Last August, the Los Angeles City Council put into effect the official boundaries of Koreatown, its northern-most boundaries beginning at Third, Western to the West, Vermont to the East, Olympic to the South, as well as a stretch of Western reaching all the way up to Rosewood.
Due to cheaper rents and its proximity to USC and UCLA, many college students make their home in this densely populated area. The nightlife thrives with karaoke bars, nightclubs, and cafes.
In Asian style karaoke bars, patrons have their own private room where they can sing away in comfort, and not have to worry about embarrassing themselves. Many karaoke establishments can accommodate groups of up to 30 people, and have table service with the press of a button.
Though there have been many laws to prohibit smoking in public areas, as well as inside bars, the law doesn't seem to apply in Koreatown. Santa Monica College student Evan Scott says, "I come to Koreatown every weekend from the Westside. No one here cares if you smoke." According to a state law in effect since 1998, smoking is banned in bars in California.
But people still smoke freely in bars and clubs in the Koreatown area, especially where it's more secluded. Jen Park, a regular patron at Café Bohemian, a late night bar eatery, said, "Everywhere you go at night you can smoke, I don't think much of it."
There are a few malls within Koreatown known as Koreatown Galleria and Koreatown Plaza, both of which contain Korean grocery stores on the ground floor. Koreatown Galleria has a food court solely containing Asian fast-food restaurants ranging from Japanese to Korean toVietnamese. Shoppers come out particularly on the weekend, when parking is complimentary.
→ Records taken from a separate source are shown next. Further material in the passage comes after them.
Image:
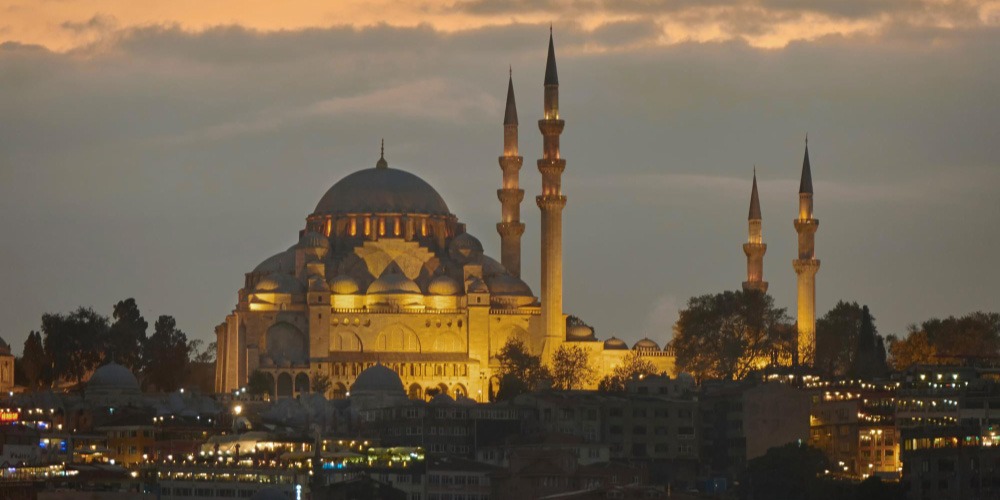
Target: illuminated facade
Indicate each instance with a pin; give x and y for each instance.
(384, 273)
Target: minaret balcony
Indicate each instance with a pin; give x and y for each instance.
(513, 196)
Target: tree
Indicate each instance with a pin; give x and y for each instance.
(632, 367)
(727, 335)
(320, 383)
(260, 383)
(73, 342)
(199, 356)
(127, 334)
(166, 354)
(34, 362)
(949, 340)
(571, 368)
(869, 359)
(837, 338)
(520, 371)
(789, 472)
(915, 349)
(838, 342)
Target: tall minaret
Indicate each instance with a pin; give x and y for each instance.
(510, 226)
(755, 248)
(806, 267)
(551, 203)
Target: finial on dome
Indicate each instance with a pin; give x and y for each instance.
(381, 159)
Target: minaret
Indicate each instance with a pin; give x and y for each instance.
(755, 248)
(551, 203)
(510, 226)
(806, 267)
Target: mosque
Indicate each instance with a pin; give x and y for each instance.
(383, 272)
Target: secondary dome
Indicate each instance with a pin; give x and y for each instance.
(505, 284)
(344, 285)
(391, 283)
(277, 263)
(377, 378)
(382, 190)
(579, 332)
(278, 283)
(112, 376)
(646, 345)
(444, 285)
(313, 240)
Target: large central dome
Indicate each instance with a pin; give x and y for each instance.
(381, 190)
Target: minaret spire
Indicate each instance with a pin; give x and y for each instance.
(510, 194)
(806, 265)
(551, 202)
(755, 248)
(381, 163)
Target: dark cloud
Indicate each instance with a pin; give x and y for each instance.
(163, 164)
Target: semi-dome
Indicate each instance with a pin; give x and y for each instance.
(277, 263)
(505, 284)
(393, 283)
(313, 239)
(646, 345)
(377, 378)
(444, 285)
(579, 332)
(382, 190)
(475, 285)
(344, 285)
(112, 377)
(278, 283)
(465, 248)
(615, 343)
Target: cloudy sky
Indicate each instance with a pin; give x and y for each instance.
(159, 150)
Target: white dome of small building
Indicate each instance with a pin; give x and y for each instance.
(378, 379)
(112, 384)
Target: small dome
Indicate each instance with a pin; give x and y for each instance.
(465, 248)
(344, 285)
(505, 284)
(270, 493)
(378, 378)
(282, 262)
(393, 283)
(444, 285)
(278, 283)
(476, 285)
(317, 284)
(615, 343)
(646, 345)
(313, 240)
(112, 377)
(579, 332)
The best-kept secret of Koreatown is the abundance of health and beauty spas. "I used to go to Voda Spa all the time for their sauna and treatments, but after coming here I realize that it's so much cheaper," said Amber Reece, a spa attendee at Olympic Spa waiting for a massage. "I've been to a few spas in K-town and while they are not as nice, they are half the price and do just as good of a job."
The proximity to the 10 and 110 freeways as well as Beverly Hills, Hollywood, and Downtown, make Koreatown a convenient spot to explore. There is always something going on, and for some, it's like being able to explore a different country without having to travel that far.